New test can predict return of prostate cancer, researchers say
CHICAGO (Reuters) - A highly sensitive blood test may be able to predict whether prostate cancer is cured or is likely to come back, giving doctors an early sign of whether treatments are working, US researchers said on Wednesday.
They said the nanotechnology-based blood test is far more sensitive than currently available commercial tests for prostate-specific antigen, or PSA, a protein produced by cells in the prostate gland.
"Our assay can detect PSA in blood samples 300 times better than the current standard PSA tests," Dr.
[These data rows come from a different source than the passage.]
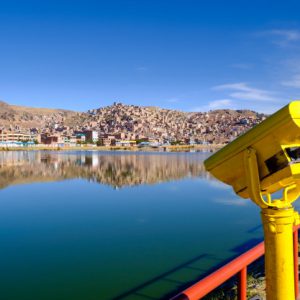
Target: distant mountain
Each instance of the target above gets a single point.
(216, 126)
(12, 116)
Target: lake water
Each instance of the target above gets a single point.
(114, 225)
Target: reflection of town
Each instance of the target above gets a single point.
(116, 170)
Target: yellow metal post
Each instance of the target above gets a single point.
(263, 161)
(279, 260)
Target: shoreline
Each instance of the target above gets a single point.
(171, 148)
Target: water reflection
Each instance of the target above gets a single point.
(116, 170)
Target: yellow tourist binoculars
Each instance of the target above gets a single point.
(261, 162)
(266, 157)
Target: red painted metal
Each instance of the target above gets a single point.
(209, 283)
(238, 265)
(296, 271)
(242, 284)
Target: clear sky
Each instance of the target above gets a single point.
(187, 55)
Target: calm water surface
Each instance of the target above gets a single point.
(97, 225)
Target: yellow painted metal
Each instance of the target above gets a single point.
(270, 138)
(279, 260)
(256, 165)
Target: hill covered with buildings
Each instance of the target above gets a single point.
(120, 123)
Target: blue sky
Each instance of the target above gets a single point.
(187, 55)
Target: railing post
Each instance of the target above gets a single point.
(242, 284)
(296, 272)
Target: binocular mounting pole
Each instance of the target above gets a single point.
(278, 218)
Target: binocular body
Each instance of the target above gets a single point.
(276, 142)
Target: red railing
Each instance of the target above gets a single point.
(237, 266)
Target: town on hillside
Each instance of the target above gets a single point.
(121, 125)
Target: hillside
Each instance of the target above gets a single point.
(135, 122)
(14, 117)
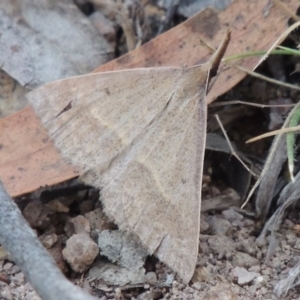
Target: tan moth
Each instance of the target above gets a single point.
(138, 135)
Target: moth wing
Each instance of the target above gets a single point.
(139, 135)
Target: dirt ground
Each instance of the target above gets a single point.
(235, 260)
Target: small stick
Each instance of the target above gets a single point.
(231, 148)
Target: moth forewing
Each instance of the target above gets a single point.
(139, 135)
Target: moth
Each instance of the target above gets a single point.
(138, 135)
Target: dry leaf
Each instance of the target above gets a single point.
(139, 135)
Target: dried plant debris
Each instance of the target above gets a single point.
(189, 8)
(130, 15)
(40, 41)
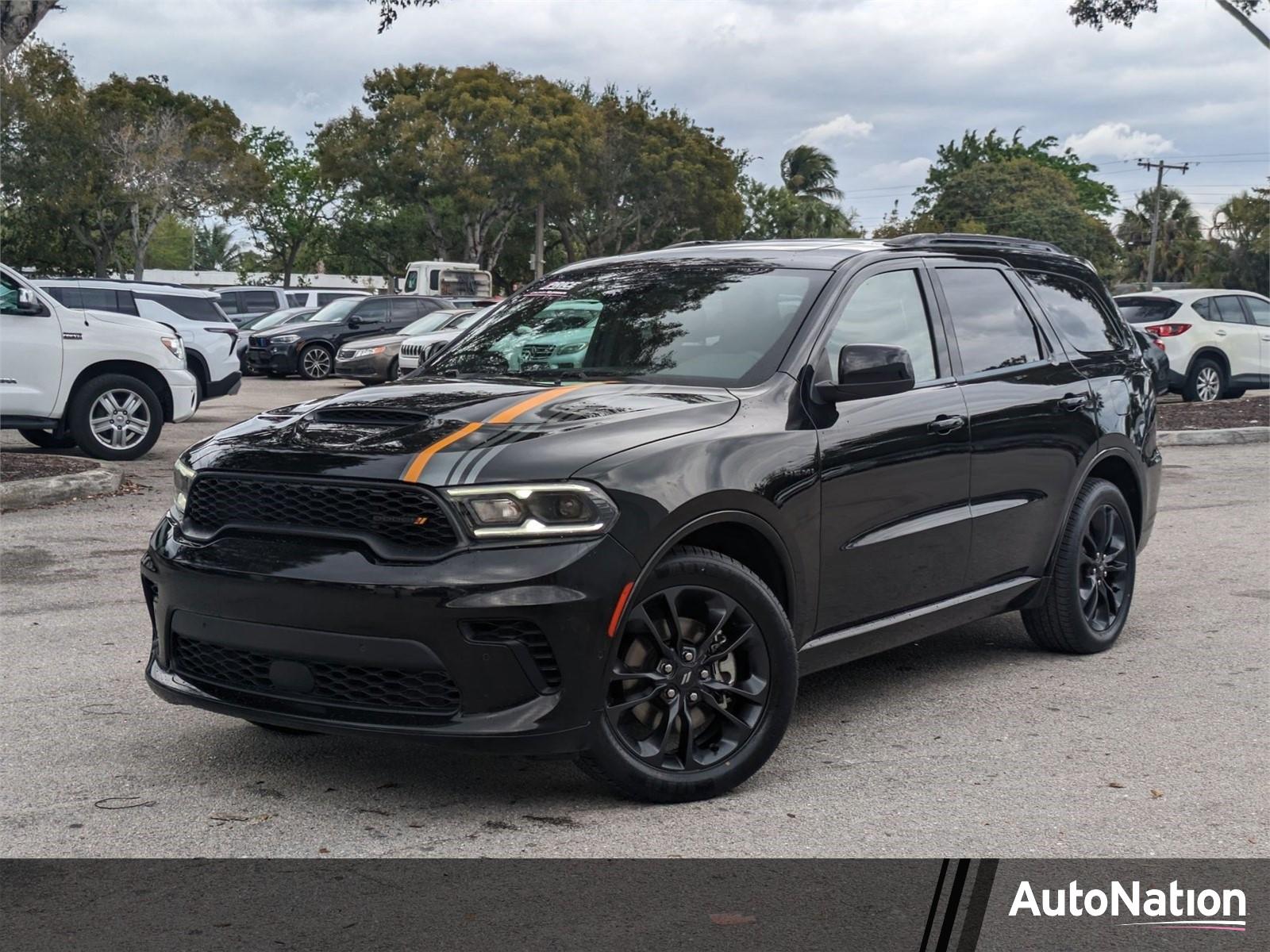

Shad Thaxton of Northwestern University's Feinberg School of Medicine in Chicago said in a telephone interview.
The test is not intended for routine prostate cancer screening, but is meant to look for signs that prostate cancer has spread to other organs in patients who have had their prostate gland removed.
"Through the technology, it appears we will be better at determining which patients are cured and which patients are destined for prostate cancer recurrence," said Thaxton, whose study was presented at the American Urological Association meeting in San Francisco.
"It may allow physicians to act at the earliest and most sensitive time, which we know will provide the patient with the best chance of long-term survival," he said.
The new test takes advantage of some special properties of gold nanoparticles — which are 1,000 to 100,000 times smaller than the width of a human hair.
"Gold nanoparticles have the ability to act as catalysts, and they interact very intensely in light," Thaxton said.
To make a blood test, the team added antibodies onto the surface of the gold particles, which seek out and stick to tiny bits of PSA in the blood.
Men who have had the prostate removed because of cancer should have only trace amounts of PSA in their blood. But if a prostate tumor has spread to other organs, it may be producing PSA. That is what the new test is looking for, Thaxton said.
The team studied the test using frozen blood taken from men after prostate surgery whose blood had tested clean for PSA using standard tests.
The new test showed that low or steady PSA levels meant that the prostate cancer was gone 10 years later. But in men whose PSA level was higher than expected, prostate cancer was more likely to come back.
Prostate cancer is the second most common cancer in men worldwide after lung cancer, killing 254,000 men a year.